Q. お手入れしやすい電気ケトルってどんなもの?

A. お手入れのしやすさを重視するなら、ふたを取り外せるものを選ぶといいでしょう。

ふたを本体から取り外せるタイプなら、内側全体をしっかり洗うことができます。本体の口が広いものだと奥まで手を入れやすいのでさらにおすすめです。

ふたを取り外せるタイプなら隅々まで洗えてお手入れしやすい

注ぎ口は三角口の方がお手入れがしやすいでしょう。フィルターが付いていると、ほこりなどが内側に混入するのを防いでくれるので衛生的です。 また製品によっては、内側にフッ素コーティングが施されているものもあります。汚れが付きづらく、また落としやすい点がメリットです。

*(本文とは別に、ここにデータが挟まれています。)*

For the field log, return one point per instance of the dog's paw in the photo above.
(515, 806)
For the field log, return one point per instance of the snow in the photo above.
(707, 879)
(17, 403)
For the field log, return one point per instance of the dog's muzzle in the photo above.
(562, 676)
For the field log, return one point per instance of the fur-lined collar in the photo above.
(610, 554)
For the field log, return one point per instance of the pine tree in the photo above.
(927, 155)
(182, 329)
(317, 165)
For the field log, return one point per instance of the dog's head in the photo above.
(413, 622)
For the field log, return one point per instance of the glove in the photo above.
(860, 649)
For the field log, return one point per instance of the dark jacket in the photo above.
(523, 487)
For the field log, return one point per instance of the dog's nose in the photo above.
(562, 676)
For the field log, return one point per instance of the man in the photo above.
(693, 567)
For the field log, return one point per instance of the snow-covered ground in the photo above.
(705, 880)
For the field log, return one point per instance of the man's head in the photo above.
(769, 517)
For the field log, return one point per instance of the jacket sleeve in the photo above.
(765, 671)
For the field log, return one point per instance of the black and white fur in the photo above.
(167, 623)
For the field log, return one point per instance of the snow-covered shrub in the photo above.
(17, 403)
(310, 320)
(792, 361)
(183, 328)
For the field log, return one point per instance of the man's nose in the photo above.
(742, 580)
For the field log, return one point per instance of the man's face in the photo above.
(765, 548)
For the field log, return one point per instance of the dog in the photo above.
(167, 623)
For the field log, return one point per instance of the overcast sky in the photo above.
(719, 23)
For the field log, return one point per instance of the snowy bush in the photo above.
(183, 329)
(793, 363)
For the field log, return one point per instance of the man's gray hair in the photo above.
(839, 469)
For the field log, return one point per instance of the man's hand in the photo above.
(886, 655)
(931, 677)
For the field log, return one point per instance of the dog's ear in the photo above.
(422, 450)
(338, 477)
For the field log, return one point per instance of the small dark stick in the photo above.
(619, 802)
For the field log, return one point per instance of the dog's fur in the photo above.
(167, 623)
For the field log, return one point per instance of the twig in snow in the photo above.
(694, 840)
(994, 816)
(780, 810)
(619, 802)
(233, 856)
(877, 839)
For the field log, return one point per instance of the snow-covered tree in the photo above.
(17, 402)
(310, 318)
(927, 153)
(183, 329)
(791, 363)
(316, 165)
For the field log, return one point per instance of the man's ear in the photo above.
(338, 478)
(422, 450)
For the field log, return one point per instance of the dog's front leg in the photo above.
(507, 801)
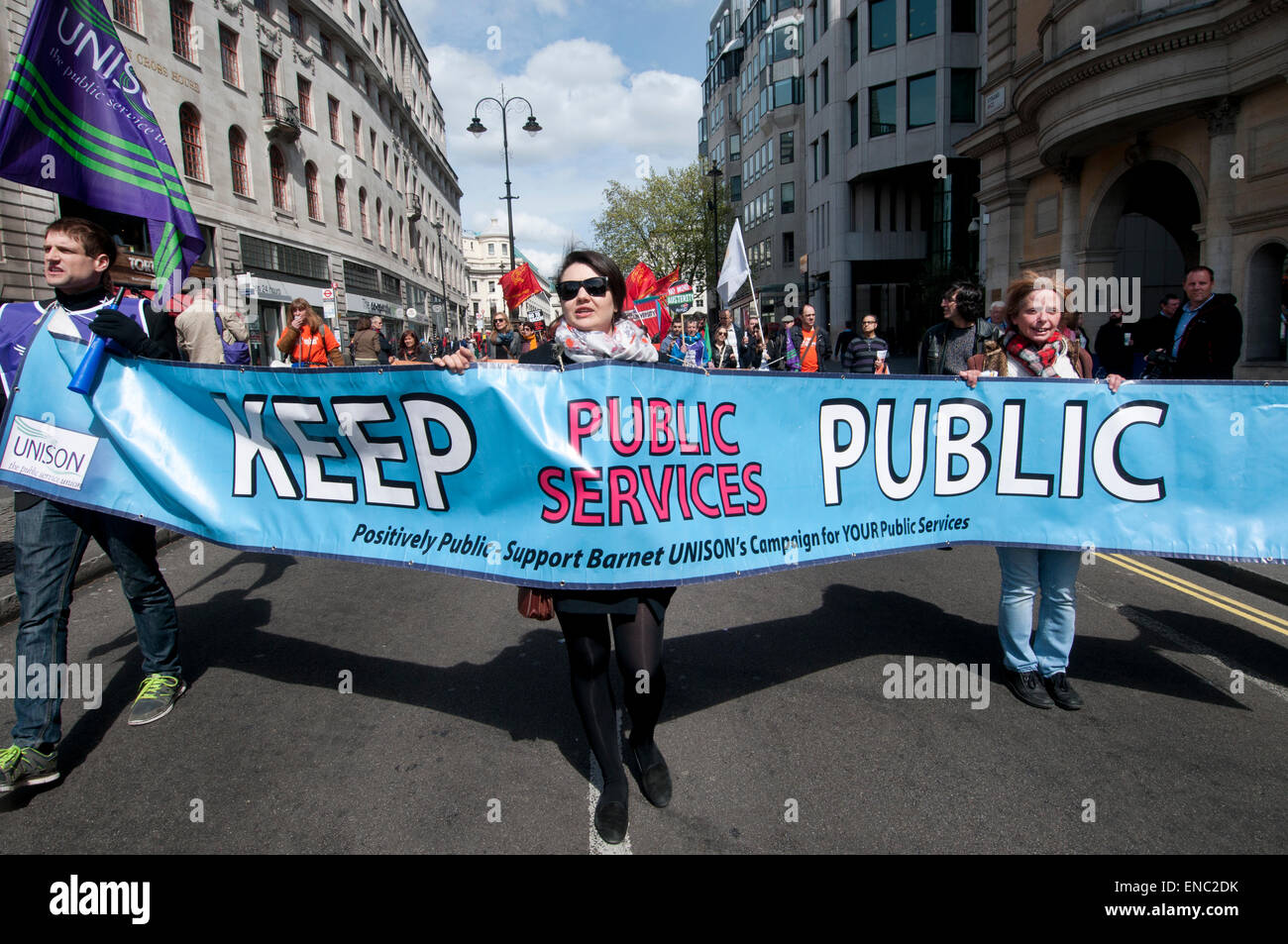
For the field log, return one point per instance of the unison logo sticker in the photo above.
(47, 452)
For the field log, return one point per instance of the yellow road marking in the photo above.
(1240, 609)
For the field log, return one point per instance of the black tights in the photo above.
(639, 648)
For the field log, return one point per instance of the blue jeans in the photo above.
(1024, 571)
(50, 541)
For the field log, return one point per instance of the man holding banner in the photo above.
(76, 120)
(51, 537)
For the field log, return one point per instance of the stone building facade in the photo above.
(1134, 140)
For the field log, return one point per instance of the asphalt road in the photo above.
(460, 734)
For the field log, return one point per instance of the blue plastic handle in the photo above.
(91, 365)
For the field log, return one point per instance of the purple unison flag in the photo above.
(75, 120)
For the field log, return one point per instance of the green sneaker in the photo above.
(158, 694)
(26, 767)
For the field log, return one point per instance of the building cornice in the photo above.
(1056, 76)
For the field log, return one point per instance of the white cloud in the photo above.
(596, 117)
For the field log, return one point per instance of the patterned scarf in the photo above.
(626, 342)
(1037, 361)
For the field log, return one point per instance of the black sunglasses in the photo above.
(596, 286)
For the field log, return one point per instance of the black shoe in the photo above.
(655, 778)
(610, 819)
(1061, 691)
(1028, 687)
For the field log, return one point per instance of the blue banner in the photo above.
(617, 475)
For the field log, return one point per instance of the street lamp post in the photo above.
(715, 235)
(442, 268)
(531, 127)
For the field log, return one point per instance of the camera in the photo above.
(1158, 366)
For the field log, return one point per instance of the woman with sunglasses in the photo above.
(721, 349)
(411, 351)
(592, 291)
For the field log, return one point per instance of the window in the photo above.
(277, 170)
(127, 13)
(237, 158)
(333, 108)
(305, 90)
(342, 202)
(228, 55)
(964, 16)
(881, 104)
(313, 189)
(180, 29)
(962, 94)
(921, 18)
(881, 17)
(189, 133)
(268, 76)
(921, 101)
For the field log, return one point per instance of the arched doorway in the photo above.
(1142, 227)
(1266, 304)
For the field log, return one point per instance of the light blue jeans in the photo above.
(1024, 571)
(50, 540)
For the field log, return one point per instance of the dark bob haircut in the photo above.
(605, 266)
(970, 299)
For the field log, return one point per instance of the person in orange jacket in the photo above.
(307, 340)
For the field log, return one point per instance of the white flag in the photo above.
(734, 270)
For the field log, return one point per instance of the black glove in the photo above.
(116, 326)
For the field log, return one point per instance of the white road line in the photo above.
(1180, 639)
(596, 784)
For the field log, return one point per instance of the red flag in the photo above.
(668, 281)
(639, 284)
(519, 286)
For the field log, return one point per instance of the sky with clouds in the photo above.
(616, 86)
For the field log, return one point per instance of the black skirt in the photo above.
(621, 601)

フィルターが取り外せるものだとよりお手入れしやすくさらに衛生的

Q. 電気ケトルのお手入れ方法や汚れの洗浄頻度は?

A. 内側と外側は定期的に掃除し、汚れが気になったタイミングで内側をクエン酸などで洗浄するといいでしょう。

電気ケトルは基本的に丸ごと水洗いができないため、本体の内側と外側はそれぞれ別でお手入れする必要があります。

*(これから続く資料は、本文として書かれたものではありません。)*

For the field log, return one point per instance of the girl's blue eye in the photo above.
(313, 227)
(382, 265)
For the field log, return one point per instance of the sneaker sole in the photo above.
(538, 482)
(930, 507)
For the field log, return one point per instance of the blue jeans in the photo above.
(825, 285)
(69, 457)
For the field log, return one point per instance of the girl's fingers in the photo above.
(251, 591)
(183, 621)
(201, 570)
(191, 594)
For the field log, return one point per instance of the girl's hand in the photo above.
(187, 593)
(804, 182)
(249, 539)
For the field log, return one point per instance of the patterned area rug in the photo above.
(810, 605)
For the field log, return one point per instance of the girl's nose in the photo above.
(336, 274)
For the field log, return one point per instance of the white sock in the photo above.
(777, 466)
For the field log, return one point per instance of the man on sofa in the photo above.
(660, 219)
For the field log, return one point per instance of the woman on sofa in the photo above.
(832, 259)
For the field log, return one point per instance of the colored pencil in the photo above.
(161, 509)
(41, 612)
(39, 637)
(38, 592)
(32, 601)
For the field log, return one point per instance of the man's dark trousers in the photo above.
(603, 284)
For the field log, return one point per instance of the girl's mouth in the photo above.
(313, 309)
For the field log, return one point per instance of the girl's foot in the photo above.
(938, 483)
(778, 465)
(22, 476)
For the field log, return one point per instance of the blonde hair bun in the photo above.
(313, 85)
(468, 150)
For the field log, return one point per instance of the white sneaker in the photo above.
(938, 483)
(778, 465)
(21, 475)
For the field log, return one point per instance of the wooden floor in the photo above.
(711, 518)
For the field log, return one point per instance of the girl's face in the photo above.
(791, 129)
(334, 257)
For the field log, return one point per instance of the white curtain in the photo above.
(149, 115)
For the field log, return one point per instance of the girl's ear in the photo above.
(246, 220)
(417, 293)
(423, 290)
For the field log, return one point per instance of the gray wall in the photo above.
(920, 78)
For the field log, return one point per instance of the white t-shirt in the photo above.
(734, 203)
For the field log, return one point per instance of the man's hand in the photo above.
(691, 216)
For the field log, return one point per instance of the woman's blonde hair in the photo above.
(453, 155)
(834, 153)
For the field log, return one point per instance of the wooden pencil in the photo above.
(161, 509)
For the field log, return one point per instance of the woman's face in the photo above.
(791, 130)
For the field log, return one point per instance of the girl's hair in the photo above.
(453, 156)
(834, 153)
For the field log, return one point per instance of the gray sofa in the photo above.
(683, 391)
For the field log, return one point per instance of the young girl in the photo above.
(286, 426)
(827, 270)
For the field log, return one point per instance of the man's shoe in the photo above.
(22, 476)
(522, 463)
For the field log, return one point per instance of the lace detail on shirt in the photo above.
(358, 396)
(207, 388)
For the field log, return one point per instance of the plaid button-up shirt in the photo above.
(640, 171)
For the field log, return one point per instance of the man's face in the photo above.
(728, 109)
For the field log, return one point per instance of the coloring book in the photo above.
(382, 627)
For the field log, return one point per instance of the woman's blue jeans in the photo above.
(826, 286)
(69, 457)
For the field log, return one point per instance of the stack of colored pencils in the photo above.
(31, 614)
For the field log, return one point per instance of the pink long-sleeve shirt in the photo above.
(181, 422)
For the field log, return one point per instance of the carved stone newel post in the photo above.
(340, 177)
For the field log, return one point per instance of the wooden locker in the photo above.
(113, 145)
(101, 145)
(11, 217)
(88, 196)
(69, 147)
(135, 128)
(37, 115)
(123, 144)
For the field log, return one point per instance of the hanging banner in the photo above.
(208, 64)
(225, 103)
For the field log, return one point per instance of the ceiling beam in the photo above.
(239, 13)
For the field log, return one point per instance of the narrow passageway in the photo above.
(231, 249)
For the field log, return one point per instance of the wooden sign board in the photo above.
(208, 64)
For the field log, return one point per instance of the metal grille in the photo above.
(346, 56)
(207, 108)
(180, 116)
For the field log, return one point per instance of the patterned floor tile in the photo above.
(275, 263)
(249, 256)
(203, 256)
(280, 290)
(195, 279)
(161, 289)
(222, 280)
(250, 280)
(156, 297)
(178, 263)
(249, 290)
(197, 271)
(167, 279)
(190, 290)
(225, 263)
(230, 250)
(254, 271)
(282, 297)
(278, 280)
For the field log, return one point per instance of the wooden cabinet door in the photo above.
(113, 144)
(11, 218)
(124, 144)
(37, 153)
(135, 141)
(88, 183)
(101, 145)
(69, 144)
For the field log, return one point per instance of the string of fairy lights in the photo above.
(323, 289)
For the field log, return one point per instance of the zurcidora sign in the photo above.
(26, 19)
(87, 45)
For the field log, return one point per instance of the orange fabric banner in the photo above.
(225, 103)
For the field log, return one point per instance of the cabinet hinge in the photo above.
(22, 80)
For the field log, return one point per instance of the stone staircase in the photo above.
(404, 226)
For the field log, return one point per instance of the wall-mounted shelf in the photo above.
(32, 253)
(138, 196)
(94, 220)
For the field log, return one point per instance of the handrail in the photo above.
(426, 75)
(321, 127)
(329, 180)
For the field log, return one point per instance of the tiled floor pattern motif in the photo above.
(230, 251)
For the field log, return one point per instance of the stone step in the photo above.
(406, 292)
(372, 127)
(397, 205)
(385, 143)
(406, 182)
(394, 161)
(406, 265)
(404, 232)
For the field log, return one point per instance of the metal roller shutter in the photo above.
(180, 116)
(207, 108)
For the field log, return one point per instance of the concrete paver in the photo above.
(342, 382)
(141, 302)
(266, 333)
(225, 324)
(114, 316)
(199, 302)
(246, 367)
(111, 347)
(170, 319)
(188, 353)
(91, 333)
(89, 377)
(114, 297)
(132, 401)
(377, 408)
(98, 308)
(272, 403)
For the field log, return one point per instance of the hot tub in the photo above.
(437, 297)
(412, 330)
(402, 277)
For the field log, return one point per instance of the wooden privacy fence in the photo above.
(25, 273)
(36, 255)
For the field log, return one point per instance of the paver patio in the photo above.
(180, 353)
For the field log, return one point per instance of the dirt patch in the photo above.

まず内側は、沸騰させたお湯の残りをそのままにしておくのではなく、きちんと捨てた後に水洗いをして乾燥させてください

また電気ケトルをキッチンに置いていると、外側に油汚れなどがついてしまうことも。そのため定期的にやわらかい布などで拭くようにしましょう。

電気ケトルを使い続けていると、内側に赤茶色の斑点のようなものができることがあります。これは水のミネラル成分が石灰化して付着したもので、いわゆる水アカと呼ばれます。

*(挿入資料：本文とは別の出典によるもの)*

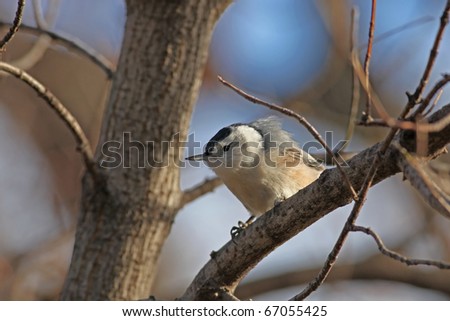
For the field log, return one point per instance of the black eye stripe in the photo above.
(221, 134)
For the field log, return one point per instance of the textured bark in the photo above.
(127, 213)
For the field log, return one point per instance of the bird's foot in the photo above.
(236, 230)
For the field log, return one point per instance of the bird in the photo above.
(260, 163)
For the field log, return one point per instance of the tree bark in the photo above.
(127, 213)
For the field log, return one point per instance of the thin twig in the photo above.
(422, 182)
(415, 98)
(70, 41)
(438, 97)
(301, 120)
(396, 256)
(62, 112)
(355, 82)
(396, 30)
(367, 114)
(15, 25)
(435, 90)
(332, 257)
(197, 191)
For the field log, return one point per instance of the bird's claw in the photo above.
(236, 230)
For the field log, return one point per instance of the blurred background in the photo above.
(291, 52)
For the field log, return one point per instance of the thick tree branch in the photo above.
(235, 259)
(15, 25)
(421, 181)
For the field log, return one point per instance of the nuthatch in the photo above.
(260, 164)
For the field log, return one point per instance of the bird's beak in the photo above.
(198, 157)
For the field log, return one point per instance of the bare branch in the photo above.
(62, 112)
(332, 257)
(415, 98)
(98, 59)
(355, 82)
(421, 181)
(15, 25)
(43, 42)
(197, 191)
(377, 267)
(302, 121)
(396, 256)
(367, 113)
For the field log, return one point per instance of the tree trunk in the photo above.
(127, 211)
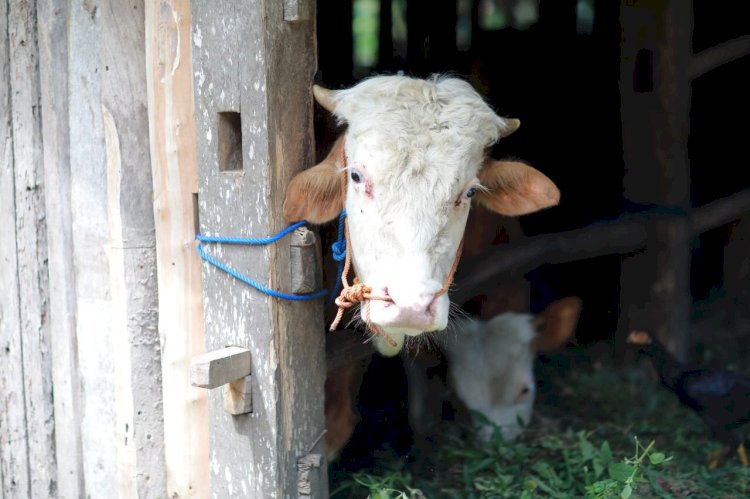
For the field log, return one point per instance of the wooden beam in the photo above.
(139, 420)
(39, 471)
(266, 97)
(655, 93)
(174, 167)
(13, 432)
(627, 234)
(88, 196)
(709, 59)
(719, 212)
(53, 69)
(220, 367)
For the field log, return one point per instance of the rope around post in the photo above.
(359, 292)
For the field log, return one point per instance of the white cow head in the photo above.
(415, 156)
(491, 364)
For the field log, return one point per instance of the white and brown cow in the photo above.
(415, 156)
(491, 363)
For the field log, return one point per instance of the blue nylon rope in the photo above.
(339, 254)
(256, 242)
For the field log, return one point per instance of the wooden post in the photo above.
(132, 253)
(13, 448)
(114, 254)
(53, 70)
(655, 91)
(253, 75)
(27, 438)
(175, 181)
(737, 267)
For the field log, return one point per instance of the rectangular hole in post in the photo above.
(230, 142)
(196, 216)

カビではないため人体に影響はありませんが、水アカが目立つようであればクエン酸を使って洗浄するといいでしょう。推奨するクエン酸の量や使用方法は製品によって異なるため、取扱説明書を確認するようにしてくださいね。

まとめ

  • お湯を沸かすだけでいいならシンプルタイプ一日に何度も使うなら電気ポットタイプコーヒーなどをよりおいしく淹れたいならドリップタイプがおすすめ
  • 注ぎ口の形状は、一気に注ぎたいなら三角口ゆっくり注ぎたいなら細口がおすすめ
  • 本体の素材は、扱いやすさならプラスチックおしゃれさならステンレス味にこだわるならガラスがおすすめ
  • 容量は、1人なら0.8L複数人で使うなら0.8〜1Lが使いやすい
  • 早くお湯を沸かしたいなら、1200W以上のタイプがおすすめ
  • 安全機能や便利な機能もチェックして、自分がほしい機能の付いたものを選ぶと良い

今回は家電プロレビュアーとして、数々のメーカーの製品を実際に試して分析してきた石井さんに、電気ケトルの選び方を詳しく解説していただきました。お湯を沸かす場面は意外に多いもの。この記事を参考に、使いやすい電気ケトルを選んでみてくださいね。